In the natural evolution of osteonecrosis, most early stages osteonecrotic lesion (stage-I or -II) will evolve to fracture (stage-III) and collapse of the femoral head. Symptomatic osteonecrosis of the femoral head generally progresses within 24 months to subchondral fracture, collapse and eventually painful osteoarthritis of the hip. At present, most patients with symptomatic osteonecrosis with collapse undergo total hip replacement. Indeed, over the past 10 years, multiple studies have demonstrated excellent rates of success of total hip arthroplasty in patients with osteonecrosis. However, because of the young age of some of these patients, a hip replacement cannot be expected to last the patient’s lifetime and therefore, when feasible, attempts should be made to protect the femoral head from collapse with the use of less invasive modalities. The efficacy of these procedures has been variable, with reported success rates ranging from 60% and 80% at short-term and midterm follow-up. Current treatments range from pharmacotherapies to surgical interventions that include core decompression, vascularized or nonvascularized bone-grafting and osteotomy. Core decompression is still the most widespread procedure to treat early stages of osteonecrosis of the femoral head. Notwithstanding the fact that this procedure has been used for more than four decades, its efficacy remains controversial. Indeed, in randomized controlled trials, the efficacy of core decompression measured in terms of decreased proportion of patients having additional surgeries or showing delayed radiological progression to collapse could not be demonstrated. Therefore, there have been attempts to treat osteonecrosis by implantation of stem cells into the necrotic lesion or by utilizing growth factors [13]. The rationale for this approach is based on our present pathophysiological understanding of the sequence of events in osteonecrosis.

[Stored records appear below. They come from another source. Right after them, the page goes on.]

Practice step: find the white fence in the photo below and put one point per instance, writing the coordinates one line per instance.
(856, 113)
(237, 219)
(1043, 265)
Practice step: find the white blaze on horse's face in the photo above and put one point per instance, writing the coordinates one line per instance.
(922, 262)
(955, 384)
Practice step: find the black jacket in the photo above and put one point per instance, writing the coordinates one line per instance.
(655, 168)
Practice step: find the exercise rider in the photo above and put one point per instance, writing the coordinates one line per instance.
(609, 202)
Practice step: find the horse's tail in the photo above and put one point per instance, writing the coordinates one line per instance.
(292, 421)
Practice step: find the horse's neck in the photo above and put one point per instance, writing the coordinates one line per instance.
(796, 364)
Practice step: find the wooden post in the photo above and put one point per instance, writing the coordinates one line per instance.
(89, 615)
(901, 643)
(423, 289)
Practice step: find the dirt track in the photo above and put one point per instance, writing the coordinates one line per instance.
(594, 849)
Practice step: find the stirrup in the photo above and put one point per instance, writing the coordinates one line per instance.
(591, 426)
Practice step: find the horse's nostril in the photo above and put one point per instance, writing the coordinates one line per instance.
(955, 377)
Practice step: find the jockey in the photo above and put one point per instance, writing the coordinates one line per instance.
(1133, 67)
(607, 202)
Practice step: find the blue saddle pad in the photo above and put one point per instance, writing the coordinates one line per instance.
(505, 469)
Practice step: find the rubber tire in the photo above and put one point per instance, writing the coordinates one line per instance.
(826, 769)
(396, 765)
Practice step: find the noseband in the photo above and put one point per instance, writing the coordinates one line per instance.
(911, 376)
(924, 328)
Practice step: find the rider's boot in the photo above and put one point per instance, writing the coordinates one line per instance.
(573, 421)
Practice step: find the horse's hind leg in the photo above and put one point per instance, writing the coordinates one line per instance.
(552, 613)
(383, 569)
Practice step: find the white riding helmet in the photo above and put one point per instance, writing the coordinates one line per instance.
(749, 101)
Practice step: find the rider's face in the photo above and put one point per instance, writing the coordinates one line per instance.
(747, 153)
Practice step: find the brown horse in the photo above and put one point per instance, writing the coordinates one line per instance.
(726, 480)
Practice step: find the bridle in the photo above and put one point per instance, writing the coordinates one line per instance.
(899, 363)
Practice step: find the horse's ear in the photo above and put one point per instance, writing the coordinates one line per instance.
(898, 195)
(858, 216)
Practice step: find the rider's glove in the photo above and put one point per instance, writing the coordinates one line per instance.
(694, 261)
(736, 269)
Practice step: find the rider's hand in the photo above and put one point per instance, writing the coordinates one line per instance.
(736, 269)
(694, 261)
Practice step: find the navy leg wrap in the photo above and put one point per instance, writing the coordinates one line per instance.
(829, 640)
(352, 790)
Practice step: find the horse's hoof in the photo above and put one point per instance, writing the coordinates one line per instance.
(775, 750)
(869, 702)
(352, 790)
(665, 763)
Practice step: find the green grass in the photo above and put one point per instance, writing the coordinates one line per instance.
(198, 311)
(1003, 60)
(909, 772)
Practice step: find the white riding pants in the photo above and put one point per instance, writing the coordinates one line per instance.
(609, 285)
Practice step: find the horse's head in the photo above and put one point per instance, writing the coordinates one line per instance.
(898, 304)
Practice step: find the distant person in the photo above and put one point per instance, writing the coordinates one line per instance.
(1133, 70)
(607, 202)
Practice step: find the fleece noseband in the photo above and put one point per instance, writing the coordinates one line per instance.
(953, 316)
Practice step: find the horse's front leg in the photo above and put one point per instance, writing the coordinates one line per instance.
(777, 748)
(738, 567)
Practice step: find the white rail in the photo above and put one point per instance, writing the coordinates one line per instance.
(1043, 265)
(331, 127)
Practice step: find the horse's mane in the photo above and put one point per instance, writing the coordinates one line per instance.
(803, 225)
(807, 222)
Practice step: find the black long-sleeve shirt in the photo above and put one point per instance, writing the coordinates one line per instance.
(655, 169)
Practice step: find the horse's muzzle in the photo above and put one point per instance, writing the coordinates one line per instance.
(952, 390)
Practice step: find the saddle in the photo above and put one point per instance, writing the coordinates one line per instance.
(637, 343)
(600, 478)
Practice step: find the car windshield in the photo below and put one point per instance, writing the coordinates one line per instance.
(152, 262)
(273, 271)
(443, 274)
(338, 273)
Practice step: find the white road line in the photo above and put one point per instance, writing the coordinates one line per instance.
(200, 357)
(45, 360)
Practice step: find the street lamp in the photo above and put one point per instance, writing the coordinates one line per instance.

Autologous bone-marrow transplantation was reported for the first time in a patient suffering from osteonecrosis of the humeral head due to sickle cell anemia with improvement of pain and range of motion and reconstruction of the humeral epiphysis [14]. Thereafter, Hernigou et al. and Gangji et al. studied the efficacy of bone marrow implantation into the necrotic lesion of osteonecrosis of the femoral head [16]. Four hundred millilitres of bone marrow is aspirated from the iliac crest with the patient under general anesthesia. Mononuclear cells are then isolated on a cell separator and concentrated to a final volume of 50 ml. Under fluoroscopic control, a 3 mm trephine is inserted manually through the trochanter, the neck and the head of the femur to the necrotic lesion. The tip of the trephine is placed in the necrotic lesion at a distance of 2–3 mm from the articular cartilage. The 50 ml of mononuclear cells are then injected through the trephine that is placed into the necrotic lesion. The injection of 50 ml is possible since the necrotic zone contains intertrabecular spaces that can be filled with bone marrow. After the implantation, under fluoroscopic guidance, the trephine is removed and sutures applied. Patients remain non-weight-bearing on the operative side for 3 weeks, after which total weight bearing is permitted.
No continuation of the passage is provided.